Format: DVD from Rockford Public Library on laptop.
I fully expected to love Inside Llewyn Davis. The fact that I didn’t, that I merely appreciate it and think it’s a well-made movie, makes me feel like something of a bad film geek. Mostly this is because virtually everyone I know who has seen it and every review I have read subsequent my viewing has raved about the film. I admit it’s a well-made film. I like the soundtrack a lot. It strikes me, though, as just another version of A Serious Man, which in my “I’ve seen 11 of the 16 Coen Brothers films” world ranks on the bottom. From what I know of it, I’m guessing that I might well have the same opinion of Barton Fink when I finally get around to it.

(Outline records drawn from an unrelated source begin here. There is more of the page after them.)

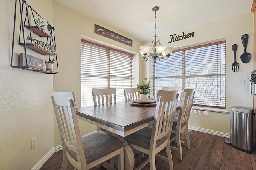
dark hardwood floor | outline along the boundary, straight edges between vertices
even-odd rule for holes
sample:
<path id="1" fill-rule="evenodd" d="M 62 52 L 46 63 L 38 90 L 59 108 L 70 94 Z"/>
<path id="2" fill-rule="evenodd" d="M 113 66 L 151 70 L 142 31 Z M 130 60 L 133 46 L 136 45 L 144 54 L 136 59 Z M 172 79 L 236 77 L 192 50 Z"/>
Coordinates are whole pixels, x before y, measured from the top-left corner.
<path id="1" fill-rule="evenodd" d="M 183 160 L 178 158 L 178 153 L 172 150 L 174 170 L 256 170 L 256 152 L 250 154 L 242 152 L 230 146 L 222 137 L 189 130 L 190 149 L 187 148 L 186 142 L 182 146 Z M 182 137 L 184 137 L 184 134 Z M 175 146 L 175 144 L 172 143 Z M 160 154 L 166 156 L 165 150 Z M 135 167 L 148 158 L 145 155 L 142 158 L 140 154 L 135 154 Z M 40 170 L 60 170 L 62 164 L 62 150 L 55 153 L 40 169 Z M 157 170 L 168 170 L 168 163 L 156 158 Z M 69 163 L 68 170 L 75 168 Z M 91 170 L 104 170 L 101 167 Z M 150 169 L 149 164 L 143 170 Z"/>

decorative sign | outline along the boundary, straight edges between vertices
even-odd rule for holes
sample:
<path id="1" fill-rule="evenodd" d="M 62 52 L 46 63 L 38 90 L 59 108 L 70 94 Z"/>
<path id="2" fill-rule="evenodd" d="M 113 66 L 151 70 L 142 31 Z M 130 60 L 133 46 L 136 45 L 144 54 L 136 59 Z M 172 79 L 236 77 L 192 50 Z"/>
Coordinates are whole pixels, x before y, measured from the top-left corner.
<path id="1" fill-rule="evenodd" d="M 33 44 L 40 48 L 44 49 L 49 53 L 54 55 L 56 54 L 56 47 L 54 45 L 48 44 L 36 39 L 33 39 Z"/>
<path id="2" fill-rule="evenodd" d="M 132 40 L 95 24 L 95 33 L 132 47 Z"/>
<path id="3" fill-rule="evenodd" d="M 26 66 L 27 61 L 28 65 L 43 69 L 43 60 L 27 54 L 27 60 L 26 61 L 25 53 L 20 53 L 20 65 Z"/>
<path id="4" fill-rule="evenodd" d="M 172 42 L 182 40 L 184 39 L 190 38 L 194 36 L 194 32 L 187 34 L 184 34 L 184 32 L 183 32 L 182 34 L 182 35 L 180 35 L 180 34 L 176 35 L 176 34 L 170 35 L 170 41 L 169 41 L 169 43 L 171 43 Z"/>

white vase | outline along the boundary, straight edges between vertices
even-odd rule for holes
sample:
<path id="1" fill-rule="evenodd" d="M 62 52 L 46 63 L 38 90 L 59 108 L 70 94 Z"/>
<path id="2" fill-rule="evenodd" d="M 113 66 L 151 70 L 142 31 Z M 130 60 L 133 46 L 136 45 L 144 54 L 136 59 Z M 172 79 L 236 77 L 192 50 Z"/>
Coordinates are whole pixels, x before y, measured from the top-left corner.
<path id="1" fill-rule="evenodd" d="M 147 94 L 140 94 L 140 99 L 141 101 L 148 101 L 148 95 Z"/>

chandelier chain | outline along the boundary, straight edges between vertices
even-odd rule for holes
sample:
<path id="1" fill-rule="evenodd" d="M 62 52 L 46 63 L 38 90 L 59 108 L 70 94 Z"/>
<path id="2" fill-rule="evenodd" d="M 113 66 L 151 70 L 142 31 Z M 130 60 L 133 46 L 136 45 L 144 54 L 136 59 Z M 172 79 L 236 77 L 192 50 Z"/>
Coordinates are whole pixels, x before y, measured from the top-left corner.
<path id="1" fill-rule="evenodd" d="M 156 11 L 155 11 L 155 36 L 156 36 Z"/>

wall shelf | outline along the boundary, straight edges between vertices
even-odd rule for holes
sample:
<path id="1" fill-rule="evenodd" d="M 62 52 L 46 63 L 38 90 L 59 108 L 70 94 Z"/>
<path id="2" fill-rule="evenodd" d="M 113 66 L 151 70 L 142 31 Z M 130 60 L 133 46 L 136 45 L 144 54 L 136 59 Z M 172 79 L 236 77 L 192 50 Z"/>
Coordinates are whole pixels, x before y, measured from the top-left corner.
<path id="1" fill-rule="evenodd" d="M 19 6 L 18 4 L 18 2 Z M 29 16 L 31 17 L 30 20 L 28 19 Z M 35 18 L 35 16 L 37 18 Z M 15 25 L 16 22 L 19 22 L 19 21 L 17 21 L 16 20 L 17 20 L 16 18 L 18 18 L 18 17 L 20 20 L 20 25 L 18 44 L 24 47 L 24 51 L 20 51 L 20 53 L 18 53 L 20 54 L 24 53 L 24 55 L 22 56 L 23 56 L 23 57 L 21 57 L 21 54 L 20 54 L 20 58 L 22 57 L 22 60 L 23 60 L 23 61 L 21 62 L 19 62 L 18 57 L 16 57 L 15 56 L 15 59 L 14 57 L 14 45 L 17 44 L 14 42 L 14 40 L 16 39 L 14 38 L 14 37 L 16 35 Z M 38 20 L 36 20 L 38 21 L 37 22 L 36 21 L 35 18 L 37 18 Z M 46 23 L 46 25 L 44 23 L 44 24 L 41 25 L 40 26 L 38 24 L 42 23 L 42 22 L 41 22 L 41 21 L 40 21 L 40 22 L 38 22 L 38 21 L 45 21 L 44 23 Z M 34 25 L 32 25 L 32 23 L 34 23 Z M 25 25 L 25 23 L 27 23 L 26 25 Z M 37 23 L 35 24 L 34 23 Z M 25 42 L 24 28 L 26 28 L 28 30 L 28 35 L 32 36 L 32 33 L 33 33 L 34 34 L 34 35 L 40 38 L 42 38 L 42 39 L 40 39 L 39 40 L 33 39 L 34 40 L 32 40 L 34 43 L 24 43 Z M 46 32 L 45 31 L 45 30 L 47 30 L 47 32 Z M 54 30 L 55 29 L 53 27 L 52 27 L 47 21 L 45 20 L 30 5 L 27 4 L 24 0 L 15 0 L 11 66 L 16 68 L 36 71 L 44 74 L 58 73 L 59 69 L 57 58 L 57 51 L 56 47 Z M 27 32 L 28 31 L 27 31 L 26 32 Z M 45 38 L 46 39 L 45 39 Z M 42 41 L 41 40 L 42 40 Z M 48 42 L 50 42 L 49 43 L 48 43 Z M 27 49 L 29 50 L 27 50 Z M 43 66 L 42 66 L 42 65 L 40 65 L 40 66 L 38 66 L 36 64 L 36 62 L 38 62 L 38 61 L 39 61 L 40 63 L 42 63 L 41 61 L 43 61 L 43 59 L 38 58 L 37 59 L 37 57 L 35 56 L 28 55 L 28 53 L 29 52 L 29 51 L 30 50 L 43 56 L 48 55 L 49 61 L 50 56 L 52 56 L 51 59 L 54 59 L 54 61 L 56 61 L 54 65 L 57 66 L 57 68 L 54 69 L 54 71 L 43 69 Z M 45 60 L 46 57 L 44 57 L 43 58 Z M 47 58 L 48 60 L 48 58 Z M 33 60 L 35 60 L 34 61 Z M 33 62 L 32 61 L 34 62 Z M 43 61 L 43 62 L 44 63 L 44 61 Z M 14 63 L 15 64 L 14 64 Z M 42 64 L 43 64 L 43 63 L 42 63 Z M 57 71 L 55 71 L 56 70 L 57 70 Z"/>
<path id="2" fill-rule="evenodd" d="M 50 71 L 48 70 L 45 70 L 43 69 L 41 69 L 37 67 L 34 67 L 31 66 L 14 66 L 14 68 L 20 68 L 22 69 L 27 70 L 30 71 L 34 71 L 38 72 L 42 72 L 46 74 L 58 74 L 58 72 L 54 71 Z"/>
<path id="3" fill-rule="evenodd" d="M 24 46 L 24 43 L 20 43 L 20 45 L 22 45 L 22 46 Z M 44 50 L 41 48 L 40 48 L 39 47 L 37 46 L 36 45 L 34 45 L 34 44 L 28 44 L 26 43 L 26 47 L 28 49 L 29 49 L 32 50 L 33 50 L 34 51 L 35 51 L 37 53 L 39 53 L 39 54 L 42 54 L 44 55 L 55 55 L 55 54 L 53 53 L 50 53 L 49 51 L 47 51 L 46 50 Z"/>
<path id="4" fill-rule="evenodd" d="M 37 26 L 30 26 L 30 27 L 29 25 L 25 25 L 25 27 L 29 30 L 30 27 L 30 30 L 31 31 L 41 37 L 50 38 L 51 37 L 50 35 L 44 32 L 42 29 L 38 27 Z"/>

By this I mean that there is a strong streak of Kafka running through this film as well as with A Serious Man. There is very much the sense, a sense that the film go to great lengths to provide, that everyone knows what the score is and what is going on with the exception of our main character. There is a great deal of similarity between those main characters. Each is the type who, when told he is responsible for something, takes responsibility for it, whether he should or not. There is a feeling that the world makes sense to everyone but the character with whom we are to empathize. That character lives in a world that cannot be understood, in part because everyone else seems to understand it so well that they find no need to explain it. In truth, Brazil does the same thing.